Hate speech in social media can damage or even destroy the reputation of an individual or a company very quickly, researchers said.
Widespread opinion blames the fact that individuals generally write these things anonymously online as the reason for these posts, they said.
However, researchers from University of Zurich in Switzerland found that trolls are increasingly using their full name online.
As a result, a ban on anonymity will likely fail to prevent the feared firestorms but possibly aggravate them even more, they said.
Researchers were able to demonstrate that non-anonymous online trolls are increasingly becoming the rule rather than the exception.
The evaluation of more than 500,000 social-political comments from around 1,600 online petitions from a German platform 'openpetition' between 2010 and 2013 showed that individuals posting hate speech who were using their full name were even more common than anonymous trolls.
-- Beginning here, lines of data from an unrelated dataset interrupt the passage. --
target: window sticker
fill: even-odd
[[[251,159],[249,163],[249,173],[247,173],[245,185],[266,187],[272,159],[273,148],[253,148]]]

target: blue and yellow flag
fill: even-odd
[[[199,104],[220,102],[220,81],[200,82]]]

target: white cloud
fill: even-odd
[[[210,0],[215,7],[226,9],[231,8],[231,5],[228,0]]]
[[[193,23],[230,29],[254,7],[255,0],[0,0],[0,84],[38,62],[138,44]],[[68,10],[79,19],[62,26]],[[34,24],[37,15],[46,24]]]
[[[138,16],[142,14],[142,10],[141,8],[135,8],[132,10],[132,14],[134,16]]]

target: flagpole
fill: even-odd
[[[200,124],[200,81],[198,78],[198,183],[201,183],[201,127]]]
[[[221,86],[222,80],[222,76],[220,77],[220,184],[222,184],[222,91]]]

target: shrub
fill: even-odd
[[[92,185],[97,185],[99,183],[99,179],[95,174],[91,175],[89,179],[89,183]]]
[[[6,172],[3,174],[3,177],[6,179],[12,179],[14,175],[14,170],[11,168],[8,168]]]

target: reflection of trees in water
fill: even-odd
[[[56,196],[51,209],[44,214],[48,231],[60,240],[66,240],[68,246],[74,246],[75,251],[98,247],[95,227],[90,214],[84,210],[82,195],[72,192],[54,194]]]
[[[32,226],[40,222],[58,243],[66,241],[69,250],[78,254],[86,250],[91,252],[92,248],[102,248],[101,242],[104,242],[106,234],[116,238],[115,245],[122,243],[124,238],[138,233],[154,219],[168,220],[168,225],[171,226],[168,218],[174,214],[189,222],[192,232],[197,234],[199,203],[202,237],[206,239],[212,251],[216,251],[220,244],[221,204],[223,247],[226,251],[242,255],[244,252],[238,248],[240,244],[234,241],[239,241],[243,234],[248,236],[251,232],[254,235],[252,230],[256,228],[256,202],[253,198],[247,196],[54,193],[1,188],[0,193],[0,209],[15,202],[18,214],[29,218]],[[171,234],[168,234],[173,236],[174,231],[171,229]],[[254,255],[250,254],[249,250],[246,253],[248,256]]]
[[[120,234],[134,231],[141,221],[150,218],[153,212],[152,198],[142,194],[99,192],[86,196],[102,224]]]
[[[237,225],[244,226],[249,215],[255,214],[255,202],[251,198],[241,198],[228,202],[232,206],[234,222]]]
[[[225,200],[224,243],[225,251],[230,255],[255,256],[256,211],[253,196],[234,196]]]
Many online news portals or social media platforms are endeavoring to put a stop to the coarsening of the language used in comments in social networks, researchers said.
"As a means of facilitating a civilised digital culture of debate, there are often calls to scrap online anonymity," said Lea Stahel, sociology doctoral student at Zurich.
"The opinion prevails that anonymity disinhibits people from committing obviously deviant actions because they can dispense with their own responsibility and are protected from direct consequences," said Stahel.
According to researchers, so many online trolls are not bothering to remain anonymous because they do not consider it necessary to remain anonymous.
Rather than purely personal acts of revenge, hate speech is often a reaction to violations of a social norm, such as compliance with environmental or plagiarism standards, or infringements of socially desirable behaviour such as political correctness.
Online trolls can also assume that they will scarcely ever be held accountable for their aggression.
According to Stahel, it is considered very unlikely that a busy politician or a struggling company would pick precisely that person to sue when overwhelmed with a whole flood of insults.
Secondly, trolls can convince and mobilise the other people in their social networks more easily if they appear using their real name.
This signalises a willingness to take a risk in order to state their opinion publicly, thus gaining extra trust, researchers said.
Ideally this can raise their social status, because they move in digital networks like Facebook in "Friend Groups" where their comments resonate thanks to "Shares" and "Likes".
The findings were published in the journal PLoS ONE.